Karelitz, his brother-in-law Kanievsky and Yaakov Galinsky were extremely close.

Karelitz devoted his life to the study of Torah while simultaneously gaining knowledge in secular sciences such as astronomy, anatomy, mathematics, and botany. After his marriage, he continued to lead an extremely modest life, his wife providing for their needs while he spent day and night studying Torah in-depth. He did not have any children.

Though he served as a religious leader for much of his life, he never received formal ordination as a rabbi.

Influence and authority
Karelitz did not publish many responsa, yet still achieved recognition as a leading authority on halakha. Like his brother-in-law Kanievsky,  Karelitz "held no official position but  nevertheless became a recognized worldwide authority on many matters relating to Jewish law and life."

He declined to participate in any of the religious-political movements which were very active prior to, and during, the formation of the State of Israel in 1948. Yet, he had an immense influence on Haredi Judaism in Israel, whose formative period coincided with his years in Israel.  He maintained an anti-Zionist viewpoint and begrudgingly accepted the existence of the Israeli state.
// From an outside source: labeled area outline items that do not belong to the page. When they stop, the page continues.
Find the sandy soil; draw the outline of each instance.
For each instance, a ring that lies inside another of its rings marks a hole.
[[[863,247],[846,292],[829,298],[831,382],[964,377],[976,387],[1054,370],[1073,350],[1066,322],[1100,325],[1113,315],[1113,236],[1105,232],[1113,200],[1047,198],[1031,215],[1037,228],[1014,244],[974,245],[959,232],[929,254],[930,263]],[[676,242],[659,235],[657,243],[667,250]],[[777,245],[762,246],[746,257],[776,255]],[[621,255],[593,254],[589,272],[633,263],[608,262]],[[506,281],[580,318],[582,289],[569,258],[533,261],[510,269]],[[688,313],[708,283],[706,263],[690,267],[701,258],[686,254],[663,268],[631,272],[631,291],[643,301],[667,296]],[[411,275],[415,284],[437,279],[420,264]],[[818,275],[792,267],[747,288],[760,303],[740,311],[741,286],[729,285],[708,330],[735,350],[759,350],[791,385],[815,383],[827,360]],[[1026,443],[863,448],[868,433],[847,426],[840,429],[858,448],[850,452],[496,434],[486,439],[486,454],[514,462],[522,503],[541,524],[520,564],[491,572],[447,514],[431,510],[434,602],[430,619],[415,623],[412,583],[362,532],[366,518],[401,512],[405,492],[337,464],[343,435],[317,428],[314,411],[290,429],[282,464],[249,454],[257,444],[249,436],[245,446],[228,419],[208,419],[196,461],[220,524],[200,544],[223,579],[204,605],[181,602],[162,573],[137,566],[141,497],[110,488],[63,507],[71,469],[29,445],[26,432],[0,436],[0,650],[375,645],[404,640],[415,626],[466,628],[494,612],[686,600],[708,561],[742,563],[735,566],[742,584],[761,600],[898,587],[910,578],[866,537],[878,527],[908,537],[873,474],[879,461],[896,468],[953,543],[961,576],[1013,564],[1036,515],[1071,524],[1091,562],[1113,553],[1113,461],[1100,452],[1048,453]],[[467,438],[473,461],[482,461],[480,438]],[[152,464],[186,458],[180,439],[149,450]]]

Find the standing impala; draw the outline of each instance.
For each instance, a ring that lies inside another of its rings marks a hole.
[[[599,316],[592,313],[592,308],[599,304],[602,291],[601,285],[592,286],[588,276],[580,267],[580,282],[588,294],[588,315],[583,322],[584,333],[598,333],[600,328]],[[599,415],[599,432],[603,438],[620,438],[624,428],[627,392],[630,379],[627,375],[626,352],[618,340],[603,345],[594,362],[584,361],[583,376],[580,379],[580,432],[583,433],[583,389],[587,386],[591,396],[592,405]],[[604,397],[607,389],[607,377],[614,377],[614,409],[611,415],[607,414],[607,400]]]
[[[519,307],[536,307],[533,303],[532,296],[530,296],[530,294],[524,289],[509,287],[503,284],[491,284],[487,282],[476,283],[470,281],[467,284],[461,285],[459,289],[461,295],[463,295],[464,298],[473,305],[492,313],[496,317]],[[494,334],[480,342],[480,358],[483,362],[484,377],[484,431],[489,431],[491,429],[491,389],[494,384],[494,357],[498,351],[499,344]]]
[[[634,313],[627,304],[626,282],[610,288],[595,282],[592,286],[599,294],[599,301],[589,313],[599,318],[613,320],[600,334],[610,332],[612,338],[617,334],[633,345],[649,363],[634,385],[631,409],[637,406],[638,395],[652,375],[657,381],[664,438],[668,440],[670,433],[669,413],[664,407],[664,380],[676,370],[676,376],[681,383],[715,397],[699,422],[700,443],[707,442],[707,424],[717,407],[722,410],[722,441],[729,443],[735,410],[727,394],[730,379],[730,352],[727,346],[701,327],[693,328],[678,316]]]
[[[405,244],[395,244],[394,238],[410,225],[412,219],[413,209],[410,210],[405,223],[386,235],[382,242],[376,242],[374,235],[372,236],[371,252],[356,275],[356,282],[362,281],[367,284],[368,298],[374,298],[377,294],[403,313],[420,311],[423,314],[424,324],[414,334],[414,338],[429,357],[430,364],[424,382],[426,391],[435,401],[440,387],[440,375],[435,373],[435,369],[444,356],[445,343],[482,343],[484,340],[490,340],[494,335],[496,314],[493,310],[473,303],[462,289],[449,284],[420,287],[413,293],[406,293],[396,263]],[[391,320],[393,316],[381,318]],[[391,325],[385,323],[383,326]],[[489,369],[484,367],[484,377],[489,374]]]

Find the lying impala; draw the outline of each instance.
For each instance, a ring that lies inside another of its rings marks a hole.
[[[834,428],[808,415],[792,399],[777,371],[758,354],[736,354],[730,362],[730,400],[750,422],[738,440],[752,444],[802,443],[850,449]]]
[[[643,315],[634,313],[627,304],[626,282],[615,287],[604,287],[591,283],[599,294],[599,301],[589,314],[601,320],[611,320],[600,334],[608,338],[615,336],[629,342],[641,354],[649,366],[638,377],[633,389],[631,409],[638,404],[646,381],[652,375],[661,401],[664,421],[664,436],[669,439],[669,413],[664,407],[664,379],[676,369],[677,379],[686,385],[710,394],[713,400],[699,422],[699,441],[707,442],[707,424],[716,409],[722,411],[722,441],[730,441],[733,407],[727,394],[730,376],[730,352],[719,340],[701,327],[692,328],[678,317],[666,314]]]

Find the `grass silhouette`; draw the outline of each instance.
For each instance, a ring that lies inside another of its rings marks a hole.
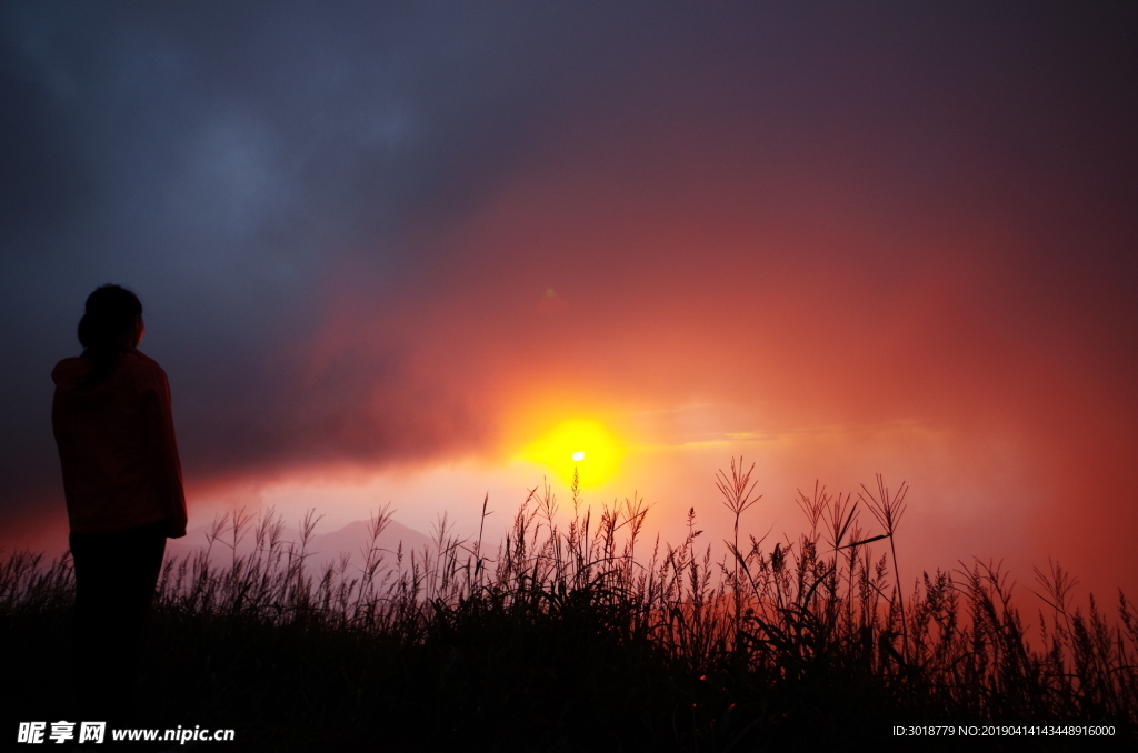
[[[295,543],[271,512],[228,515],[209,537],[228,560],[165,564],[139,723],[230,727],[231,751],[841,750],[896,725],[1105,726],[1113,737],[1000,750],[1133,750],[1138,618],[1121,593],[1116,619],[1092,596],[1075,606],[1052,563],[1032,628],[997,564],[925,572],[907,591],[892,548],[905,486],[880,477],[856,502],[800,494],[797,541],[741,541],[750,472],[733,461],[717,477],[735,520],[718,562],[694,510],[682,543],[649,548],[643,500],[594,513],[576,482],[566,524],[534,489],[493,556],[445,516],[431,546],[381,551],[385,508],[356,564],[314,572],[313,514]],[[861,528],[866,508],[883,532]],[[874,551],[885,538],[891,558]],[[6,715],[64,713],[72,601],[68,557],[0,562]]]

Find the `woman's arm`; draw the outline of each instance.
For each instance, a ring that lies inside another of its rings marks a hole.
[[[154,448],[152,463],[156,491],[166,511],[170,538],[185,536],[185,493],[182,489],[182,463],[178,456],[178,439],[174,436],[170,382],[166,373],[155,364],[152,388],[146,391],[147,423],[150,446]]]

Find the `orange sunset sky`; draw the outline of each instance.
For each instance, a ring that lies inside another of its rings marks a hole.
[[[1133,19],[1039,3],[8,3],[0,545],[61,553],[53,363],[134,289],[190,526],[489,538],[571,454],[676,541],[756,464],[907,481],[902,576],[1138,587]],[[496,528],[495,528],[496,526]],[[873,529],[868,515],[863,526]],[[880,532],[880,531],[873,531]]]

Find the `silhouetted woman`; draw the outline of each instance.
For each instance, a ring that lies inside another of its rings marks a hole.
[[[142,333],[138,297],[102,286],[79,323],[83,354],[51,373],[75,565],[77,711],[86,721],[129,712],[166,538],[185,535],[170,386],[138,351]]]

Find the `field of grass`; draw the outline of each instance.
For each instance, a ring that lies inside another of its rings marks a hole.
[[[906,580],[906,489],[880,479],[856,499],[802,495],[805,532],[766,546],[740,530],[750,473],[717,481],[736,521],[718,562],[694,512],[678,545],[644,541],[641,500],[597,513],[576,486],[567,526],[535,489],[497,546],[444,526],[427,551],[365,545],[316,574],[314,518],[297,543],[273,515],[217,521],[212,546],[249,536],[255,552],[166,563],[139,723],[236,729],[199,746],[218,751],[1136,750],[1138,617],[1121,594],[1075,606],[1052,566],[1025,615],[993,565]],[[9,739],[68,703],[72,601],[67,557],[0,561]],[[909,725],[1115,734],[891,736]]]

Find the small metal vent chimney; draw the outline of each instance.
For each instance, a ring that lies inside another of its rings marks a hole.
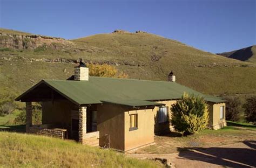
[[[172,71],[168,75],[168,81],[169,82],[175,82],[175,75],[173,75]]]

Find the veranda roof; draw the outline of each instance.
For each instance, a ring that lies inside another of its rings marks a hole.
[[[201,95],[209,102],[225,101],[176,82],[92,76],[88,81],[43,80],[16,100],[26,101],[26,95],[42,85],[46,85],[77,104],[109,102],[133,107],[157,106],[160,104],[153,101],[180,99],[184,92]]]

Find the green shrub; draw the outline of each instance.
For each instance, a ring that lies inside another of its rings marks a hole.
[[[226,120],[238,121],[240,120],[242,103],[238,97],[225,97],[227,101],[226,103]]]
[[[248,122],[256,124],[256,96],[246,99],[244,108],[245,120]]]
[[[172,104],[171,123],[174,129],[184,134],[194,134],[208,125],[208,106],[203,97],[186,93]]]

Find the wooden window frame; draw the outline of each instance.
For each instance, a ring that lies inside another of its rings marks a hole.
[[[166,108],[167,109],[166,113],[167,113],[167,116],[165,117],[165,118],[164,120],[164,122],[161,122],[161,112],[160,112],[160,109],[161,108]],[[169,118],[169,108],[168,106],[162,106],[162,107],[159,107],[159,110],[158,110],[158,118],[157,118],[157,123],[158,124],[162,124],[162,123],[165,123],[168,122],[168,118]]]
[[[138,114],[130,114],[129,121],[129,131],[133,131],[138,129]]]
[[[223,109],[223,110],[221,113],[221,108]],[[221,113],[223,114],[222,115],[222,117],[221,117],[221,116],[220,115],[221,114]],[[225,119],[225,106],[221,106],[220,107],[220,120],[224,120]]]

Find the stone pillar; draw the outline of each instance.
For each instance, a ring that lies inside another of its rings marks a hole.
[[[26,132],[29,132],[29,127],[32,125],[32,103],[26,102]]]
[[[78,141],[83,144],[86,134],[86,107],[79,107],[78,117]]]

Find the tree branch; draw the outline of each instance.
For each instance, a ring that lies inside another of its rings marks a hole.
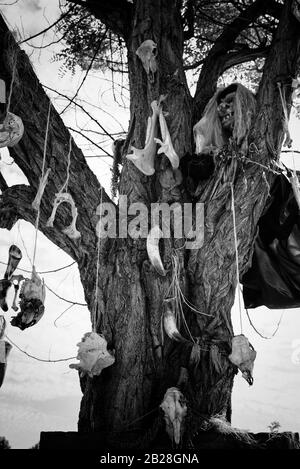
[[[81,5],[104,23],[113,33],[125,40],[130,33],[133,7],[130,2],[123,0],[68,0],[70,3]]]
[[[12,87],[10,109],[21,117],[25,132],[20,142],[10,148],[9,152],[30,184],[30,187],[9,188],[1,196],[1,224],[2,226],[6,224],[9,229],[20,217],[24,217],[31,223],[35,222],[36,213],[31,208],[31,201],[37,192],[42,174],[49,98],[39,83],[27,55],[19,49],[1,16],[0,51],[1,78],[5,80],[7,88],[12,77],[12,67],[7,61],[6,52],[9,51],[16,60],[16,78]],[[45,226],[52,211],[55,194],[62,188],[67,178],[69,139],[68,129],[52,106],[45,166],[50,168],[51,172],[42,198],[39,228],[51,241],[68,252],[73,259],[79,261],[97,246],[96,209],[100,203],[101,186],[73,139],[68,192],[72,195],[78,209],[77,228],[81,233],[81,238],[72,240],[61,232],[71,221],[70,209],[65,206],[66,204],[59,208],[54,228]],[[111,202],[103,189],[102,200]]]
[[[211,48],[203,64],[194,97],[194,122],[199,120],[205,105],[215,92],[219,76],[224,71],[226,54],[234,47],[241,32],[265,13],[272,0],[256,0],[245,8],[237,18],[228,24]],[[228,67],[227,67],[228,68]]]

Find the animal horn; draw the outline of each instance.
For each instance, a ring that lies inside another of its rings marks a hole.
[[[147,253],[149,260],[155,268],[156,272],[162,276],[165,276],[166,271],[159,254],[159,240],[162,238],[162,235],[163,233],[158,225],[155,225],[153,228],[151,228],[147,236]]]
[[[174,301],[173,298],[164,300],[164,329],[170,339],[176,340],[177,342],[187,342],[187,340],[182,337],[177,327]]]

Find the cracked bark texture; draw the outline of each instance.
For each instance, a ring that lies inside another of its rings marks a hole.
[[[87,2],[88,4],[89,2]],[[183,30],[177,2],[137,0],[126,2],[126,14],[120,15],[125,2],[114,0],[91,3],[91,11],[118,33],[122,33],[128,50],[131,93],[130,126],[125,149],[131,144],[144,146],[150,103],[166,95],[163,108],[174,148],[182,157],[192,150],[193,99],[183,72]],[[256,2],[261,4],[261,2]],[[114,13],[108,15],[114,4]],[[290,0],[285,2],[277,36],[268,55],[265,73],[258,93],[258,110],[250,136],[248,157],[268,163],[278,157],[283,137],[282,109],[277,82],[285,86],[289,101],[291,79],[299,70],[299,24],[290,13]],[[123,20],[123,21],[122,21]],[[126,25],[124,23],[126,21]],[[5,50],[12,37],[0,22],[1,77],[9,82],[11,70]],[[158,45],[158,72],[150,83],[136,49],[146,39]],[[15,46],[14,46],[15,47]],[[210,61],[202,74],[209,77]],[[34,223],[31,202],[41,175],[44,132],[49,100],[39,84],[28,58],[18,54],[19,82],[14,86],[12,112],[20,115],[25,134],[10,150],[16,164],[26,175],[29,186],[5,187],[0,198],[0,227],[10,229],[18,218]],[[211,77],[211,91],[201,100],[205,105],[213,92],[220,70]],[[200,77],[200,81],[203,77]],[[207,78],[208,80],[208,78]],[[200,101],[199,101],[200,100]],[[110,447],[153,448],[164,436],[164,423],[159,404],[168,387],[180,383],[188,399],[187,431],[184,445],[197,445],[197,432],[203,419],[224,415],[230,419],[231,391],[235,368],[227,359],[233,336],[230,312],[236,289],[235,256],[230,186],[219,184],[214,196],[212,188],[224,170],[199,186],[198,201],[205,203],[205,242],[199,250],[177,249],[182,240],[164,240],[162,258],[166,277],[159,277],[149,264],[145,239],[115,239],[102,244],[99,272],[99,295],[94,298],[96,275],[97,224],[96,207],[100,202],[100,184],[88,168],[84,156],[73,142],[69,191],[78,207],[80,241],[69,240],[60,229],[68,223],[68,212],[62,207],[54,229],[45,226],[51,213],[50,202],[66,175],[69,133],[52,108],[46,167],[51,168],[49,183],[41,205],[41,231],[78,262],[85,298],[90,311],[96,307],[96,327],[105,334],[115,350],[115,364],[99,377],[81,379],[83,399],[78,428],[80,432],[104,432]],[[125,152],[126,153],[126,152]],[[232,155],[231,155],[232,156]],[[128,203],[187,201],[182,187],[164,190],[160,184],[168,163],[156,158],[156,173],[148,177],[124,158],[120,194]],[[253,241],[259,216],[268,197],[272,173],[253,164],[241,163],[238,157],[227,168],[227,182],[233,182],[236,200],[236,221],[240,273],[251,263]],[[103,192],[103,200],[109,198]],[[128,217],[130,220],[130,217]],[[161,315],[163,299],[172,280],[172,255],[176,252],[181,267],[180,282],[187,298],[195,307],[210,316],[195,314],[185,308],[190,330],[198,338],[200,362],[191,366],[190,344],[162,343]],[[183,375],[182,370],[187,374]],[[184,378],[185,376],[185,378]],[[168,440],[164,439],[165,444]]]

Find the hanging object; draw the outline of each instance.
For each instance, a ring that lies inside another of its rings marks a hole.
[[[157,136],[157,119],[160,109],[157,101],[152,101],[151,108],[152,117],[148,117],[145,147],[139,149],[131,146],[132,153],[126,155],[126,158],[146,176],[152,176],[155,173],[156,142],[154,139]]]
[[[0,148],[13,147],[21,140],[23,133],[22,119],[12,112],[8,112],[0,124]]]
[[[243,334],[234,336],[231,342],[231,354],[228,356],[231,363],[236,365],[242,372],[243,378],[249,383],[253,384],[253,367],[256,358],[256,351],[250,344],[247,337]]]
[[[159,240],[162,238],[163,232],[159,228],[158,225],[155,225],[151,230],[149,231],[149,234],[147,236],[147,253],[149,260],[153,267],[155,268],[156,272],[159,275],[165,276],[166,271],[164,269],[163,263],[160,258],[159,254]]]
[[[246,151],[255,109],[254,94],[240,83],[218,89],[193,128],[196,153],[220,149],[229,138]]]
[[[290,181],[276,177],[258,221],[252,264],[243,275],[246,308],[300,307],[300,213]]]
[[[175,298],[166,298],[164,300],[163,324],[165,332],[170,339],[177,342],[187,342],[177,327]]]
[[[144,70],[151,82],[154,81],[154,75],[157,71],[157,45],[151,39],[144,41],[136,51],[136,55],[142,61]]]
[[[71,224],[62,230],[64,234],[66,234],[71,239],[78,239],[80,238],[81,234],[76,228],[76,221],[78,216],[77,207],[73,200],[73,197],[68,192],[58,192],[55,194],[53,209],[50,218],[48,219],[46,226],[53,228],[53,222],[55,219],[56,211],[60,204],[63,202],[67,202],[71,206],[71,213],[72,213],[72,222]]]
[[[12,285],[13,273],[19,265],[20,260],[22,259],[22,252],[12,244],[8,251],[8,262],[4,278],[0,280],[0,307],[3,311],[8,311],[8,305],[6,302],[6,295],[9,288]]]
[[[300,21],[300,0],[293,0],[292,13],[294,17]]]
[[[87,373],[90,377],[100,375],[104,368],[115,362],[115,357],[107,350],[105,337],[96,332],[84,334],[77,346],[79,348],[77,359],[80,361],[72,363],[69,367]]]
[[[51,171],[51,169],[48,168],[46,173],[44,174],[44,176],[41,178],[38,191],[36,193],[34,201],[32,202],[32,208],[34,208],[34,210],[36,210],[36,211],[40,207],[40,203],[41,203],[41,200],[42,200],[42,197],[43,197],[43,194],[44,194],[45,187],[47,185],[47,181],[48,181],[50,171]]]
[[[7,357],[12,349],[12,345],[6,340],[0,340],[0,388],[3,384],[7,366]]]
[[[177,169],[179,166],[179,158],[174,150],[170,132],[166,123],[166,119],[163,115],[162,108],[159,110],[159,125],[160,125],[160,131],[161,131],[161,136],[162,140],[159,138],[155,138],[155,142],[160,145],[160,149],[158,150],[158,154],[160,155],[161,153],[164,153],[166,157],[169,159],[173,169]]]
[[[0,339],[3,338],[6,329],[5,317],[0,315]]]
[[[164,412],[166,432],[172,443],[178,446],[184,433],[184,420],[187,415],[186,399],[178,388],[169,388],[160,408]]]
[[[44,281],[32,269],[31,279],[25,279],[20,292],[20,312],[11,320],[11,325],[22,331],[34,326],[42,318],[46,291]]]
[[[6,85],[5,81],[0,79],[0,104],[6,104]]]

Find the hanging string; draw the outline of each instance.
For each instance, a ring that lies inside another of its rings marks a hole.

In recognition of his deep insight and interest in many fields of study, many sought his guidance on social and political issues.  David Ben-Gurion, the prime minister of Israel, and Yitzhak Ben-Zvi, who became the second president of Israel, visited him once to discuss political-religious issues.  Karelitz cited one of a pair of metaphors from the Talmudic discussion (Sanhedrin 32b): one is about two camels which meet on a narrow mountain pass as a metaphor. A camel without goods was expected to defer to a camel laden with goods; similarly,  Karelitz contended secular society should defer to religious society, which bore the "goods" of tradition.

Chazon Ish etrog
There is a variety of Balady citron in his name, which he certified for use as an etrog for the four species. After one Sukkot, Karelitz handed Michel Yehuda Lefkowitz a packet of seeds taken from the etrog he had used for the festival and instructed him to plant them in his yard. Lefkowitz, who had no agricultural experience, followed his mentor's instructions to plant and water it, and the tree grew and bore fruit. Every year Karelitz came to select his etrog for the holiday from the tree, as did his brother-in-law, Kanievsky, and other senior rabbis. Lefkowitz also allowed etrog growers to take cuttings from the tree to grow entire orchards of etrogim certified as kosher by Karelitz.

Halachic and philosophical positions
He believed that a halachic position taken by the Shulchan Aruch could not be reversed based on the new discovery of manuscripts of which the Shulchan Aruchs author was presumably unaware. This position is sometimes misunderstood to mean that no evidence from manuscripts may be used in the halachic process.

Published works
In 1911, he published his first work on Orach Chayim and other parts of the Shulchan Aruch in Vilna, anonymously under the title Chazon Ish, meaning "Vision of a man", with the word Ish alluding to the first letters of his two names (אברהם יש'''עיה), similar to Yaakov Emden's pen-name "Yaavetz". In later years, he became almost exclusively known by the title Chazon Ish.

Although essentially an academic scholar, he applied himself to practical problems, devoting much effort to the strengthening of religious life and institutions. His rulings on the use of the milking machine on Shabbat and on cultivation by hydroponics during the sabbatical year are two illustrations of his practical approach. Karelitz wrote over 40 books in Hebrew.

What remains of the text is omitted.